Um diese Frage zu beantworten, stellen die Verbraucherschützer den Verbrauchern eine kostenfreie Checkliste, sowie eine kostenfreie computergestützte Berechnung mit Stromertragssimulation, zur freien Verfügung. Die erzielten Ergebnisse der Berechnungen könnten dabei jedoch nicht die Kostenplanung eines Installateurs ersetzen, warnt die Verbraucherzentrale. Sie seien aber sehr hilfreich, um Hausbesitzern eine realistische Einschätzung über das Kosten-Nutzen-Verhältnis einer Solaranlage zu übermitteln. Laut Hans Weinreiter, Energiereferenz der Verbraucherzentrale Rheinland-Pfalz, gehen viele Verbraucher mit zu optimistischen Erwartungen in den Kauf einer Solarstromanlage.

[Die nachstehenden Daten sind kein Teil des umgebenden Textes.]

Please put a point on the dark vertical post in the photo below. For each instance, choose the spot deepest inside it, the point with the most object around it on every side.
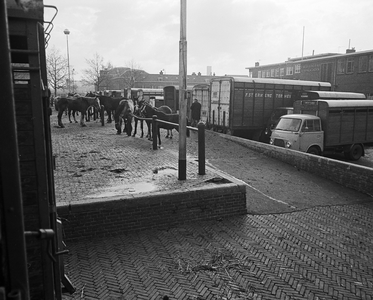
(102, 114)
(182, 92)
(201, 149)
(154, 132)
(11, 210)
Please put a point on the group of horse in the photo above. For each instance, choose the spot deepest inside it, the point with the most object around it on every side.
(122, 110)
(141, 111)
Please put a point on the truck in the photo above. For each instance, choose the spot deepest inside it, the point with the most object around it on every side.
(342, 126)
(307, 95)
(241, 106)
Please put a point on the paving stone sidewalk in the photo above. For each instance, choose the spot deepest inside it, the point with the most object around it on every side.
(316, 253)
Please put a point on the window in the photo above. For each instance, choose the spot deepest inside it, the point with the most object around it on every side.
(341, 64)
(311, 125)
(363, 63)
(289, 70)
(370, 69)
(297, 68)
(350, 65)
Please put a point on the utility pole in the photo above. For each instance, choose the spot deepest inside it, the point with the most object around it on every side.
(182, 91)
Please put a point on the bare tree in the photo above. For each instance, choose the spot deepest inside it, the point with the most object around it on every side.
(56, 70)
(92, 73)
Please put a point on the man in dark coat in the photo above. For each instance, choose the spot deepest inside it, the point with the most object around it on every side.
(196, 112)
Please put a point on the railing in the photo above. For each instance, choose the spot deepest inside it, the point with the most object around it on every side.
(201, 139)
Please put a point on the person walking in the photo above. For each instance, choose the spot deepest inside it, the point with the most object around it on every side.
(196, 112)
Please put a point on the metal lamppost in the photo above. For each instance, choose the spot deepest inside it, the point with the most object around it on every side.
(67, 32)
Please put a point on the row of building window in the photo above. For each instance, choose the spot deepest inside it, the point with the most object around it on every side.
(347, 66)
(344, 66)
(279, 72)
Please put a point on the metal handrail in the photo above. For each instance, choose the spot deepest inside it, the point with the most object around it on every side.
(50, 25)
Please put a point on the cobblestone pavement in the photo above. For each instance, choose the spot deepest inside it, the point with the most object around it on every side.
(304, 237)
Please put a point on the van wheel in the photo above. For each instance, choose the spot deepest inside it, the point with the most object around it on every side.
(314, 150)
(356, 152)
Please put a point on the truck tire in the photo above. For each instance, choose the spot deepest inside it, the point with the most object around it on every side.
(314, 150)
(355, 152)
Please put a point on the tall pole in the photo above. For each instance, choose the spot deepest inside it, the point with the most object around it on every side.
(67, 32)
(182, 91)
(303, 43)
(15, 271)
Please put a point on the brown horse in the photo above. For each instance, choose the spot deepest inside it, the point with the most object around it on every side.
(80, 104)
(163, 113)
(123, 114)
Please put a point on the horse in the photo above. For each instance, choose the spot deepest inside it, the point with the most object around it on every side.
(124, 113)
(137, 113)
(110, 105)
(149, 111)
(80, 104)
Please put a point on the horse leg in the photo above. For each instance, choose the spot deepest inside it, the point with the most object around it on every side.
(82, 116)
(135, 131)
(129, 126)
(142, 128)
(74, 112)
(69, 114)
(149, 135)
(60, 112)
(159, 137)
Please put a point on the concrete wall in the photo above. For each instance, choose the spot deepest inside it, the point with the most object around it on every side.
(159, 210)
(356, 177)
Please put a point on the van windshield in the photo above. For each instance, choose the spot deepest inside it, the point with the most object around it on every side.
(289, 124)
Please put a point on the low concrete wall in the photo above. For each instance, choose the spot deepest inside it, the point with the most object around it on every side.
(356, 177)
(159, 210)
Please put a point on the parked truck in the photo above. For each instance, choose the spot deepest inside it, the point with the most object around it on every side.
(241, 106)
(307, 95)
(344, 126)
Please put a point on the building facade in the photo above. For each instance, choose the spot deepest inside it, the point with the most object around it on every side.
(349, 72)
(123, 78)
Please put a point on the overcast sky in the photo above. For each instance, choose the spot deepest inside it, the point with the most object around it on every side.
(228, 35)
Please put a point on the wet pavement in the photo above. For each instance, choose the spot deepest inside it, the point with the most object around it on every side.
(303, 237)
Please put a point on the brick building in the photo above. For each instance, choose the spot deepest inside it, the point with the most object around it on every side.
(349, 72)
(121, 78)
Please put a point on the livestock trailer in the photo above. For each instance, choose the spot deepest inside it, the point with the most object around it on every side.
(242, 106)
(171, 98)
(201, 92)
(342, 125)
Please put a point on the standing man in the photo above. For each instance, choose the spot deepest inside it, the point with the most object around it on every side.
(196, 112)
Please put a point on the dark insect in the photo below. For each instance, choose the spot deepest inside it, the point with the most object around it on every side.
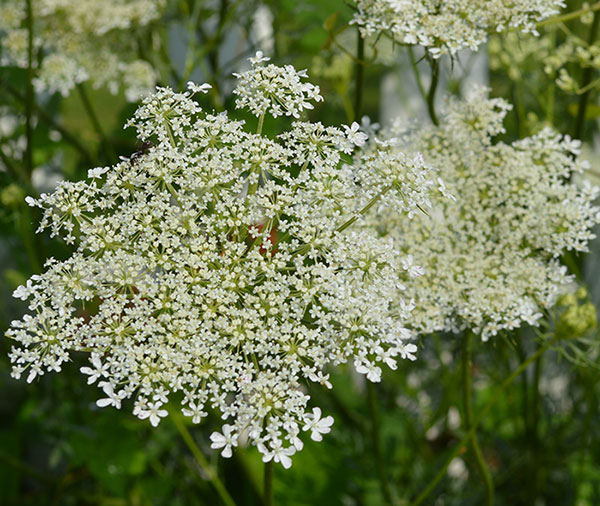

Viel abhängig von der eigenen Lage und Ausrichtung
Eine Solarstromanlage schaffe nur dann den bestmöglichen Nutzen, wenn die Lage und Ausrichtung des Daches ihr zu Gute kommen würde. Auch den Grad der Sonneneinstrahlung, Größe und Wirkungsgrad, und natürlich die Anschaffungskosten einer solchen Anlage, werden den Nutzen erheblich beeinflussen, so Weinreuter. Rückwirkend zum 1. Juli 2010, wurden Fördersätze für die Verwendung von Solarstrom um 13 Prozent gesenkt. Bereits zum 1. Oktober 2010 soll eine weitere Minderung um drei Prozent stattfinden.